Às vezes, essas florestas existem apenas no papel — seja porque promessas não foram cumpridas ou porque as árvores plantadas morreram ou foram até mesmo derrubadas. Agora, um novo esforço está sendo feito para monitorar essas práticas.A cientista Jurgenne Primavera está em uma canoa na costa de Iloilo, nas Filipinas. A cena é idílica, mas ela está com um semblante de preocupação.
Há seis anos, essas águas rasas foram semeadas com manguezais como parte do ambicioso Programa Nacional de Esverdeamento do país, mas agora não há nada em vista além de água e céu azuis.
Primavera conta que 90% das mudas plantadas aqui morreram porque o tipo de planta era mais adequado para riachos lamacentos do que para esta área costeira arenosa.
Ainda assim, o governo optou por essas mudas, segundo a cientista porque elas são mais fáceis de plantar e mais abundantes.

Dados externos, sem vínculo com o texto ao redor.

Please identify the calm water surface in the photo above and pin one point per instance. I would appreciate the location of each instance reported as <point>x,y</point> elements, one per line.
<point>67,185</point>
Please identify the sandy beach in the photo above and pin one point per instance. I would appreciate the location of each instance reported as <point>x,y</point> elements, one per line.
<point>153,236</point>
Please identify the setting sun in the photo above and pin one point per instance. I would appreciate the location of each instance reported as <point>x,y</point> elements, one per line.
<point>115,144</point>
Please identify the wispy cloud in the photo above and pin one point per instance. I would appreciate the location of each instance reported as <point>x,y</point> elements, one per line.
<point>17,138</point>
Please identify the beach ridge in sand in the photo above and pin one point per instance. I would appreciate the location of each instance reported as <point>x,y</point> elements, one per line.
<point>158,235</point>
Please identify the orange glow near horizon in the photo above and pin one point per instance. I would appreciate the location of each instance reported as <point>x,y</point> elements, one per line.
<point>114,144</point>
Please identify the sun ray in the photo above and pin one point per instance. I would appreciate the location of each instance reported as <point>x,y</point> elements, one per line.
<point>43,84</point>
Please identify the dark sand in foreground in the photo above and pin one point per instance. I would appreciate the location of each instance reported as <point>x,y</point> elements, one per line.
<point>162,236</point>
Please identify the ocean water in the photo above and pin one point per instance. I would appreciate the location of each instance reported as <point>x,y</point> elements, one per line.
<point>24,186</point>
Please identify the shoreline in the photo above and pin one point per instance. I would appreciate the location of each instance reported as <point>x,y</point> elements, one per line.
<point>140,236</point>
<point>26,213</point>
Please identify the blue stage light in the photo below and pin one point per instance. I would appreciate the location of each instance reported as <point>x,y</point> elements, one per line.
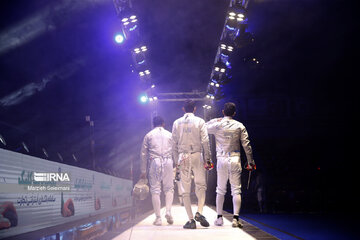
<point>143,98</point>
<point>119,38</point>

“A ciência foi sacrificada em nome da conveniência de plantio.”
O Programa Nacional de Esverdeamento foi uma tentativa de cultivar 1,5 milhão de hectares de florestas e manguezais entre 2011 e 2019, mas um relatório da Comissão de Auditoria do país revelou que nos primeiros cinco anos do programa 88% das metas fracassaram.
Nos últimos anos, muitos programas ambiciosos de restauração e plantio de florestas foram lançados, incluindo o Bonn Challenge para restaurar 350 milhões de hectares de paisagem desmatada e degradada em todo o mundo e a iniciativa Trillion Trees para conservar e cultivar um trilhão de árvores antes do final da década.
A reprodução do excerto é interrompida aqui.